• (bkz: balance of threat)
    (bkz: stephen walt)

    eski 'güce karşı dengeleme yapılır' mantığının gösterdiği aksaklıklar üzerine neorealizme yapılmış bir modifikasyondur. bir ülkeye karşı dengeleme yapılırken, sadece ülkenin elindeki materyal gücün değil ülkeden algılanan tehdidin de (hatta daha kuvvetli şekilde) etken olduğu kabul edillir. dengeleme yapılmasında bir ülkenin toplam gücü, coğrafi mesafesi, vurucu gücü ve amaçları ölçüdür.
    ingiltere'nin abd yerine sscb'yi dengelemesi, çin'in sscb müttefiği iken materyal gücünde değişiklik olmamasına rağmen ona düşman olup abd ile ittifak kurması (bkz: çin-sovyet ayrılığı) tehdit algısının değiştiği ve dengeleme davranışını belirlediğine dalalettir. askeri gücü kat kat fazla olsa da yıllarca ve halen türkiye'nin suudi arabistan ve israil'i değil iran'ı tehdit olarak algılaması da bu teori ile açıklanabilir.
  • kenneth waltz gibi düşünürlerin aksine 1980'li yullarda stephen walt yeni bir kavram ortaya atmış ve realist okula yeni bir güncelleme getirmiştir. neorealizmin en önemli getirilerinden biridir bu okula.

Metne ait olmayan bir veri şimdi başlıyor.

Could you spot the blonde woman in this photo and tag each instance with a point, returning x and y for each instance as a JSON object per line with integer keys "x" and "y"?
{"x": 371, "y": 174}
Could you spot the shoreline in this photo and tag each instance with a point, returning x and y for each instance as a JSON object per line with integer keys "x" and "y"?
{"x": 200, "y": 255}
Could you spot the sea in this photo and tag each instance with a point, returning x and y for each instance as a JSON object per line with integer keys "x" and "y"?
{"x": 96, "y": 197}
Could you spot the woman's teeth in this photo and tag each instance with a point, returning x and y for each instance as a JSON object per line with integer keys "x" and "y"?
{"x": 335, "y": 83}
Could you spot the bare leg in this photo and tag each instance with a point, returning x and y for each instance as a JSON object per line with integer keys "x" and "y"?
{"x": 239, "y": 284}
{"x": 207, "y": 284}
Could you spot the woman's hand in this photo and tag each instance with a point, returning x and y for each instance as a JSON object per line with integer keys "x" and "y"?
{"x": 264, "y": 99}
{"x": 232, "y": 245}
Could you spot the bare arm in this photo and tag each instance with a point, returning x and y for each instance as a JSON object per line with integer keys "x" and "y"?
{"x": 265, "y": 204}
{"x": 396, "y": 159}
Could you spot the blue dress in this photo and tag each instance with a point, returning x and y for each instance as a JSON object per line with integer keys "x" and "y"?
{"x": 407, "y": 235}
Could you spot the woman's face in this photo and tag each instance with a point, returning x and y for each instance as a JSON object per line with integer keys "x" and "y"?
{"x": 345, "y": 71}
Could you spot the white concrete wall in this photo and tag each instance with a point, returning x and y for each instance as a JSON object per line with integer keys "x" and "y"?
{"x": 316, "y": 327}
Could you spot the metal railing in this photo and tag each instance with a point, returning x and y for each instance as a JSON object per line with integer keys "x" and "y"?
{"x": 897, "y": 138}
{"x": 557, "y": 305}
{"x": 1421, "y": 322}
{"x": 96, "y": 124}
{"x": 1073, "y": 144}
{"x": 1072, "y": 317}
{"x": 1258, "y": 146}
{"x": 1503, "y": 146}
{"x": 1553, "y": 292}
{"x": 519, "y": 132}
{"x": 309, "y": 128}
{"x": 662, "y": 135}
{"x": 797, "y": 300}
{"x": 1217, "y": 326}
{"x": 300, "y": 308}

    stephen walt "alliance formation and the balance of world power" çalışmasında bahsetmiş olsa da, the origins of alliances (1987) kitabında daha derli toplu anlatmıştır bu kavramı.

    kavram, ülkelerin güvenlik algısına ve reaksiyonlarına daha gerçekçi bir bakış açısı getirmiştir. bu kavrama göre ülkeler, balance of power (güçler dengesi) yerine, tehdit dengesini gözetmektedir. yani bir ülke tehdit olarak görmediği bir ülkenin askeri gelişmelerini dengeleme eğiliminde değilken (örneğin abd-ingiltere, türkiye-azerbaycan), tehdit olarak gördüğü ülkelerdeki gelişmeleri dengelemekle güvenlik sağlamaya eğilimlidir (örneğin abd-sscb, abd-iran, türkiye-yunanistan).

    bunda en önemli unsur kimlik ve çıkarlardır. devletler ortak normları ve çıkarları olan devletleri tehdit olarak görmüyorken, 'farklı' olarak gördükleri devletleri tehdit olarak görüp dengeleme eğilimindedirler. bu evrimsel bir içgüdüdür.